Nelson would not be drawn on specific numbers in terms of any hiring targets for the Asia-Pacific or MENA regions, but answered in more general terms: “The markets that we are focusing on to grow are around Asia and the Middle East. China continues to be a huge opportunity for us.”

“We have teams in Hong Kong and Singapore together with on the ground in China doing private banking. Indonesia continues to be a very attractive market for us with strong growth,” he said.

With the Asia-Pacific dimension in mind, Nelson commented on how clients from this region are increasingly visible purchasers of Western assets, such as London real estate. (To view a related article on this issue, click here).

“We continue to lend for housing, in London for example, for our own Asian clients,” he said. “We are certainly working for clients from all over the world that are investing into London. We would not be facilitating investment to help them around restrictions, however. A lot of Chinese clients have got significant businesses offshore these days,” he said.

“There are restrictions on exporting capital outside of China but they [businessmen and women] are allowed to export capital for starting companies, for example,” he said.

Caution

Are clients becoming more aggressive in their investment and risk appetite?

“I don’t think they are taking on a lot of aggressive products,” he said, arguing that the 2008 financial crisis had had a lingering impact.

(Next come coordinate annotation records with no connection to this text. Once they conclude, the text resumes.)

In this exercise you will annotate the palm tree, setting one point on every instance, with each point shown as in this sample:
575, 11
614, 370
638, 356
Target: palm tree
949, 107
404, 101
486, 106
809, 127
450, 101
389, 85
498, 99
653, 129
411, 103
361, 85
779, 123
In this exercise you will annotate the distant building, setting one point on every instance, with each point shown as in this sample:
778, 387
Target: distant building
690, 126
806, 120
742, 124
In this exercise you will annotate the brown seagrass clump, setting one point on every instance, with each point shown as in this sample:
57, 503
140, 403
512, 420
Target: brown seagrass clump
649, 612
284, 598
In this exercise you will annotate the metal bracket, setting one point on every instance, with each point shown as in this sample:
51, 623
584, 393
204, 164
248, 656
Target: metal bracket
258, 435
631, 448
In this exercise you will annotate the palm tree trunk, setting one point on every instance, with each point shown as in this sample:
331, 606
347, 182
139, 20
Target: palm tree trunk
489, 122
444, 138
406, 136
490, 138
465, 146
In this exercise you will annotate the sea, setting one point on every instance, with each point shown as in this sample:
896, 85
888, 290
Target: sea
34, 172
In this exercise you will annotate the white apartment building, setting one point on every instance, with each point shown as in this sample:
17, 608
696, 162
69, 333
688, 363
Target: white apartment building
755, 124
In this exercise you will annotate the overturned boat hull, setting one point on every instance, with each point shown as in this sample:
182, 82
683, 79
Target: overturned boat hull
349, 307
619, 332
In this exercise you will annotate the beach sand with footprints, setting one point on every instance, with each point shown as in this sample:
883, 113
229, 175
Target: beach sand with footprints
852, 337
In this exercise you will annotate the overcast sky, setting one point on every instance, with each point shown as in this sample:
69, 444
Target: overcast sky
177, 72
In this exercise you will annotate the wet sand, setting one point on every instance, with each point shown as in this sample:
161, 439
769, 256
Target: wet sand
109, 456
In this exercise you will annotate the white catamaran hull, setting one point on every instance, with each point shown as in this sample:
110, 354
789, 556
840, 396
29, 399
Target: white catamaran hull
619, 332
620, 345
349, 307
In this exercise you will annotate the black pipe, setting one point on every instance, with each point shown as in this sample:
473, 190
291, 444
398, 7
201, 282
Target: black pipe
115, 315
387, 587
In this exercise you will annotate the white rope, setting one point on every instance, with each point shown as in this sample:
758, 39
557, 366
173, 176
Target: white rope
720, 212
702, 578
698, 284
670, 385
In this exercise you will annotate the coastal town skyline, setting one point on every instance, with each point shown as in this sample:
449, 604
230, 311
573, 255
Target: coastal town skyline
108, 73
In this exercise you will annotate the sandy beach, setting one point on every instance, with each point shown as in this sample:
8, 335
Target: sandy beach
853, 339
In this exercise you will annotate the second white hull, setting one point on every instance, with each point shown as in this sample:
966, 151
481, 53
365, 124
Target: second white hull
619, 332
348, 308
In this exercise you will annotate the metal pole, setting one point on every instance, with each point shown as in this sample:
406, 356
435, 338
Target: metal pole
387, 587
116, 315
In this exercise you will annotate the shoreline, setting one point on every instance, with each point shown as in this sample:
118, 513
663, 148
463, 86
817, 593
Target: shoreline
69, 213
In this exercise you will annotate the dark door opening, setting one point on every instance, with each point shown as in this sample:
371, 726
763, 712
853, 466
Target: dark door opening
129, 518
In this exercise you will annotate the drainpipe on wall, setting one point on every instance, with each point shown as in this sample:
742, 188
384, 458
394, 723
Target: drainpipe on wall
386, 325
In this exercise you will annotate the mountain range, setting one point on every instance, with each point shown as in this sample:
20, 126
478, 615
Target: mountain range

“The industry as a whole lost a lot of trust with products that got sold.  At the moment markets are so choppy, even our house view is largely that we should sit on our hands. Investors [in Asia] still have a high preference for property and equities as asset classes,” he said.

Nelson also commented on the rapid growth of the Chinese renminbi currency market, a notable feature of recent months.

“The growth has been extraordinary in the offshore market, mainly out of Hong Kong. The issue for the industry is that this is one-sided – it is all going into the RMB. At the moment, there are a lot of people who want to deposit into RMB but not a lot want to borrow in it. The view is that the Chinese currency will eventually appreciate [against the dollar],” he said.